Alaska fuel delivery: Crews primed to unload at icy journey's end
Crews in Nome, Alaska, were hoping by Monday's end to begin pumping the first of 1.4 million gallons of fuel through an offshore hose, the final step in an arduous effort to deliver winter fuel supplies to the ice-locked town on Alaska's western coast.
More than 700 yards of hose were carefully laid across the ice from the Russian tanker that pulled outside Nome's harbor over the weekend. By early Monday, the hose was latched onto the onshore pipeline connected to the town's fuel storage tanks.
"This morning, they were making sure the hose was as straight as could be, without any kinks of any kind," said Stacey Smith, spokeswoman for Vitus Marine LLC, which is in charge of the transport.
"Laying the hose required a whole bunch of coordination between the Russia crew, some [National Guard] track vehicles, half a dozen snowmobiles and a very enthusiastic group of employees and workers," Smith said in an interview.
By Monday afternoon, crews were conducting air pressure tests to make sure the hose was secure and free of leaks. Pumping could commence by the end of Monday, Smith said, though she said workers might have to wait until Tuesday morning if final testing isn't completed on time.
Officials estimate that it will take about 36 hours to offload the entire shipment, a process that -- once completed -- will mark the first successful winter delivery of fuel to a northern Alaskan town.
Nome's normal autumn fuel delivery was waylaid by a major storm in the Bering Sea, leaving an unusual journey through hundreds of miles of sea ice as the only way to avoid the expense of flying in winter fuel supplies.

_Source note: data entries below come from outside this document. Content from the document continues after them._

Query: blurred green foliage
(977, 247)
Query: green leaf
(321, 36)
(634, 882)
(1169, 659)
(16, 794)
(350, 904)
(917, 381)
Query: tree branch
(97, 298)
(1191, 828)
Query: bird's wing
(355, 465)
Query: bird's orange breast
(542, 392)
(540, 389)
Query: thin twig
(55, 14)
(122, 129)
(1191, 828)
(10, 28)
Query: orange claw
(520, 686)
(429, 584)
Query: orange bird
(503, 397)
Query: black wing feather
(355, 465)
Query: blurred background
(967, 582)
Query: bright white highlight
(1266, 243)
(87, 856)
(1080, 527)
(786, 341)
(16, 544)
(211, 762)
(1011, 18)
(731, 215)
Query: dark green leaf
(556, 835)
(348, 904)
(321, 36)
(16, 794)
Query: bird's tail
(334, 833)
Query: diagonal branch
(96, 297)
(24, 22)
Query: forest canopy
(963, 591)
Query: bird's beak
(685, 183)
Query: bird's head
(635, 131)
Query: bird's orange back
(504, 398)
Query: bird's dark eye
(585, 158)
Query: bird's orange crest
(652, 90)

That option could have raised gasoline prices to $9 a gallon.
The 300-mile journey through the ice was often slow going, as the tanker and an accompanying U.S. Coast Guard ice breaker battled high winds, sub-zero temperatures and, at the end, a massive ice ridge blocking access to the harbor.
Over the past two days, residents of the remote town of 3,500 have been gathering onshore to watch the final maneuvering, and posting photos of the two vessels looming outside the icy harbor.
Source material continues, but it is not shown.